El que viene de lo alto está por encima de todos. El que es de la tierra es de la tierra y habla de la tierra. El que viene del cielo está por encima de todos. De lo que ha visto y ha oído da testimonio, y nadie acepta su testimonio. El que acepta su testimonio certifica que Dios es veraz. El que Dios envió habla las palabras de Dios, porque no da el Espíritu con medida. El Padre ama al Hijo y todo lo ha puesto en su mano. El que cree en el Hijo posee la vida eterna; el que no crea al Hijo no verá la vida, sino que la ira de Dios pesa sobre él. (San Juan 3, 31-36)
No puedo dejar de referirme a la primera lectura de la eucaristía de hoy de los Hechos de los Apóstoles (5, 27-33), que nos ofrece un mandato muy importante. “Hay que obedecer a Dios antes que a los hombres”. En mi vida personal lo he tenido en cuenta, sobre todo desde que en el prólogo a uno de mis primeros libros, titulado Soy un hombre libre (1995) el cardenal Arzobispo de Toledo, D. Marcelo González Martín, incluyó esta frase entre sus palabras.
Y ahora el evangelio de san Juan, que nos llega en los inicios del tiempo de Pascua.
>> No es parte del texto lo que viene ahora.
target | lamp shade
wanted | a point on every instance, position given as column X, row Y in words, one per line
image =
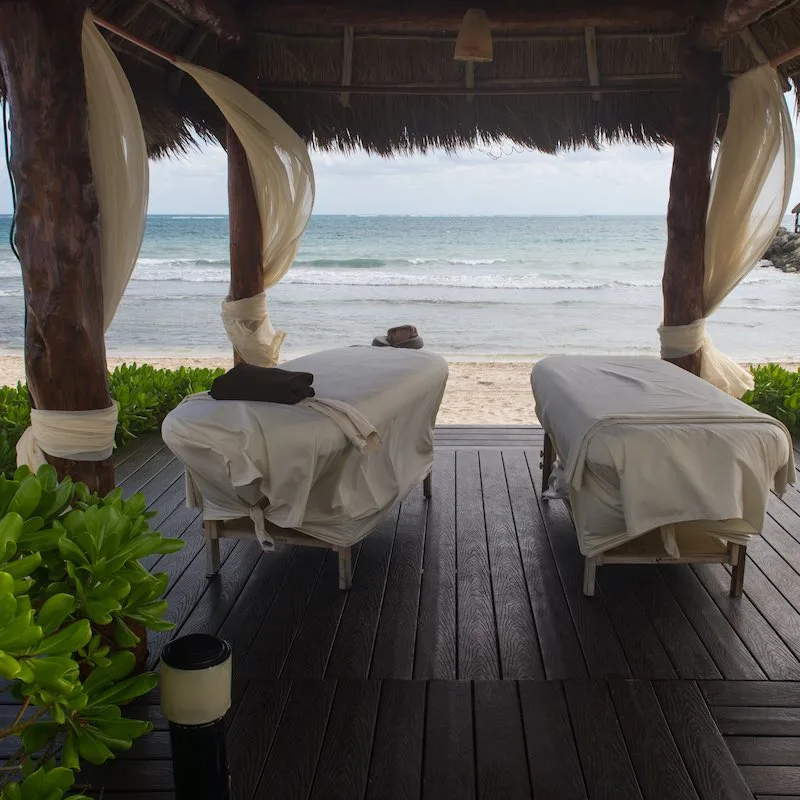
column 196, row 679
column 474, row 41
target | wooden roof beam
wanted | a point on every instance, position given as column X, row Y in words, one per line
column 724, row 19
column 592, row 64
column 216, row 16
column 503, row 14
column 760, row 55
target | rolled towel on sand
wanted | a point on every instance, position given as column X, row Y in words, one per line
column 405, row 336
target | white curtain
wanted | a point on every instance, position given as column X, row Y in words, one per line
column 750, row 189
column 283, row 179
column 121, row 175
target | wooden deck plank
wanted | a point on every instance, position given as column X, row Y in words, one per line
column 704, row 752
column 765, row 750
column 643, row 649
column 656, row 759
column 254, row 602
column 749, row 721
column 393, row 655
column 477, row 631
column 518, row 643
column 772, row 780
column 344, row 761
column 435, row 655
column 607, row 767
column 779, row 694
column 355, row 639
column 252, row 732
column 311, row 648
column 501, row 759
column 686, row 652
column 289, row 770
column 163, row 459
column 731, row 656
column 770, row 651
column 552, row 758
column 215, row 598
column 560, row 649
column 396, row 766
column 601, row 647
column 137, row 453
column 279, row 626
column 449, row 758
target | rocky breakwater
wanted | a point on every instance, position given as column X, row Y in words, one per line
column 784, row 252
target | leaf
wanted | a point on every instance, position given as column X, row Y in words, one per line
column 124, row 635
column 23, row 567
column 68, row 640
column 54, row 611
column 26, row 497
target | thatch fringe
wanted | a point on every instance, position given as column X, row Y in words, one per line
column 174, row 110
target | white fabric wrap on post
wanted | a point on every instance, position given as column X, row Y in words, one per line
column 750, row 190
column 283, row 181
column 251, row 333
column 121, row 175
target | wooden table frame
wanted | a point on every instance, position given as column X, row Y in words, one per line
column 243, row 528
column 734, row 554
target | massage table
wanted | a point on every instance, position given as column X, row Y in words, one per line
column 323, row 472
column 656, row 464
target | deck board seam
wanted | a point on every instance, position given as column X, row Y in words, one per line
column 522, row 571
column 598, row 595
column 498, row 649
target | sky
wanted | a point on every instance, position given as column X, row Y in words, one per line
column 620, row 179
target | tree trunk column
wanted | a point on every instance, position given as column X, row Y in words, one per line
column 57, row 213
column 689, row 190
column 245, row 224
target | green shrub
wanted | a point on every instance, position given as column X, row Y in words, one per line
column 777, row 393
column 72, row 591
column 144, row 395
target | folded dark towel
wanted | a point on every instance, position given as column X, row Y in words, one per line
column 265, row 384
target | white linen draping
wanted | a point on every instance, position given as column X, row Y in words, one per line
column 750, row 189
column 316, row 475
column 283, row 180
column 121, row 175
column 652, row 445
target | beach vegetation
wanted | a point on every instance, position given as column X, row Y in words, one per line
column 776, row 392
column 75, row 605
column 144, row 395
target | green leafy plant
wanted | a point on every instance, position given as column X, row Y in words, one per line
column 777, row 393
column 144, row 395
column 75, row 605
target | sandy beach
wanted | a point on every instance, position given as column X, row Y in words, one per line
column 478, row 392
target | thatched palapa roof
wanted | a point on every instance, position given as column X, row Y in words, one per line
column 380, row 75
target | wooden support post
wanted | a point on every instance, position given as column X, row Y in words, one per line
column 347, row 63
column 689, row 189
column 245, row 224
column 57, row 214
column 592, row 63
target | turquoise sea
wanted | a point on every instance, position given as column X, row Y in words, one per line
column 476, row 287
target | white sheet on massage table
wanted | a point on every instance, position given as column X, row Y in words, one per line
column 316, row 480
column 646, row 444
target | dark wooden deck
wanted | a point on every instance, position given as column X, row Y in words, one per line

En la solemne Vigilia Pascual hemos renovado las promesas bautismales, y por tanto estamos preparados, con la fuerza del Espíritu, a realizar la misión que este evangelio nos recuerda: debemos nacer de lo alto, es decir del agua y espíritu. De nuevo la invitación a vivir de los frutos del bautismo, como un inmenso regalo: vivir la triple misión que tenemos todos los bautizados: ser sacerdotes, profetas y reyes, que siempre resumo en tres verbos: rezar, predicar y servir. No es posible servir a los demás sin oración; no podemos proclamar la Buena Noticia del Amor de Dios a esta generación sin oración. Tener intimidad con el Señor Jesús, el Hijo de Dios, es la condición para poder realizar nuestra misión. Es una invitación a todos a vivir ambicionando lo mejor: la santidad, ser santos, no como una exigencia sino como un don del Padre. Esta triple misión es para todos los cristianos, todos llamados a la santidad, a vivir gracias al Espíritu Santo, gracias a experimentar en nuestra vida la gratuidad de la fe. No es solo para unos cristianos de “primera clase”, un grupo de selectos. Lo que cambia al hombre es la experiencia pascual, la certeza de haberse encontrado con el rostro amoroso de Cristo, sentirse perdonado de los pecados y saberse amado de Dios.
Los cristianos estamos llamados a generar y transmitir esperanza. Con la que está cayendo, con tanta noticia de corrupción, con el drama de los refugiados, el desempleo, la violencia creciente que se percibe en ambientes de ocio o en las familias, la desilusión… tal vez nos aterra hablar de esperanza. ¿Tenemos miedo de que con el sufrimiento del mundo se nos califique de estar fuera del mundo, de pertenecer a otro mundo? Se nos invita no sólo a vivir en la esperanza, a no conformarnos simplemente con ser ”buenos cristianos”, cumplidores… Vivir de los frutos de la Pascua y del bautismo es ser signo del Amor de Cristo resucitado, es ser sembradores de esperanza en un mundo que sufre y que parece se siente sumergido en la amargura y la desesperanza.
¿Es esto posible para cristianos como nosotros, manifiestamente débiles y pecadores? Sí, pero para ello tenemos que creer que el Señor nos regala la vida eterna en primicia aquí en la tierra. Si nos sentimos queridos del Padre podremos vivir en la dimensión pascual y evangelizar, como humildes vasos de barro, en nuestros ambientes. ¿Estamos dispuestos a comunicar la grandeza de ese Amor a quienes viven a nuestro lado y están ansiosos de escuchar esa Buena Noticia? Lo dice este evangelio: “El que cree en el Hijo posee la vida eterna; el que no crea al Hijo no verá la vida”.